Spatial estimation is the process of inferring the value of one or multiple variables in a target subsurface using a number of samples of the variable. As the main application of spatial estimation is in mining and petroleum engineering, these variables are usually indicative of the presence of mineralization or hydrocarbon concentrations. Because of that, it is crucial to find spatial estimation methods that lead to accurate and reliable projections of these variables in order to properly locate and quantify deposits and reservoirs.
One of these methods is Collocated Cokriging which is based on a multivariate approach to spatial estimation. In this method, one secondary variable is estimated using the Kriging spatial estimation method, which is just a geological extension of linear regression, and the values generated in that process are used to estimate the primary variable of interest. In this project, a data set located at the East Texas oil fields is studied where multiple spatial variables have been extensively sampled. The primary variable of interest is effective porosity and the results of its estimation, first generated by Kriging and then by Collocated Cokriging using three other variables (oil saturation, effective water saturation, and bulk mass fraction of oil) are compared and analyzed. Since Collocated Cokriging is a novel estimation method and its performance on different geological settings has not been fully explored, it is important to test its capacities on a petroleum data set, which is the subject of this project.

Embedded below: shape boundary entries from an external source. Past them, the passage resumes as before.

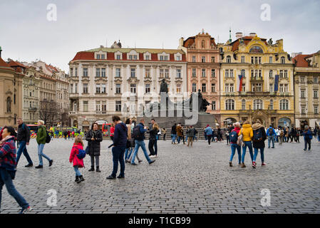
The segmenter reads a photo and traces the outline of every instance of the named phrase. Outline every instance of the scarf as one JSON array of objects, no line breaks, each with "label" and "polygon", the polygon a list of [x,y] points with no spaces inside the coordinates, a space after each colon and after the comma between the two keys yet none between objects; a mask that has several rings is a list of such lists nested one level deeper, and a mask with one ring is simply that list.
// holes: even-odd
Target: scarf
[{"label": "scarf", "polygon": [[0,147],[2,147],[2,145],[4,145],[4,142],[6,142],[6,140],[8,140],[9,139],[11,139],[11,138],[14,138],[14,136],[12,136],[12,135],[7,135],[5,138],[3,138],[3,139],[0,141]]}]

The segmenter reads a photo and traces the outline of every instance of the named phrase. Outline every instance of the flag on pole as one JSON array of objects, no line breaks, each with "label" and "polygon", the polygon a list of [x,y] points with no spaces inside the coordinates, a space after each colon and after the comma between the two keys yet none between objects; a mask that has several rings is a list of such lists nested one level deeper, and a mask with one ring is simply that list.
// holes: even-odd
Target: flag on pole
[{"label": "flag on pole", "polygon": [[274,92],[278,91],[279,89],[279,75],[274,76]]},{"label": "flag on pole", "polygon": [[238,92],[242,91],[242,79],[243,79],[243,76],[242,74],[239,75],[238,77],[237,78],[237,85],[238,85],[238,89],[237,89]]}]

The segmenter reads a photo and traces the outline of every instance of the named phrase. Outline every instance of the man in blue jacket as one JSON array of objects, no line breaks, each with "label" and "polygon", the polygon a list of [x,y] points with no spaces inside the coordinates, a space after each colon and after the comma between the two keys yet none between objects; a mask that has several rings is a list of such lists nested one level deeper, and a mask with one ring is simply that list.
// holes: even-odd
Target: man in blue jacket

The results show that Collocated Cokriging improves the quality of estimation, which is reflected in the reduction of estimation variance, over Kriging. Moreover, Collocated Cokriging improves estimation quality in parts of the domain with very few samples, which are areas that this improvement is most needed. Finally, it is concluded that Collocated Cokriging produces more precise results for secondary variables with a higher correlation to the primary variable. All these conclusions prove Collocated Cokriging's merit as a method of spatial estimation.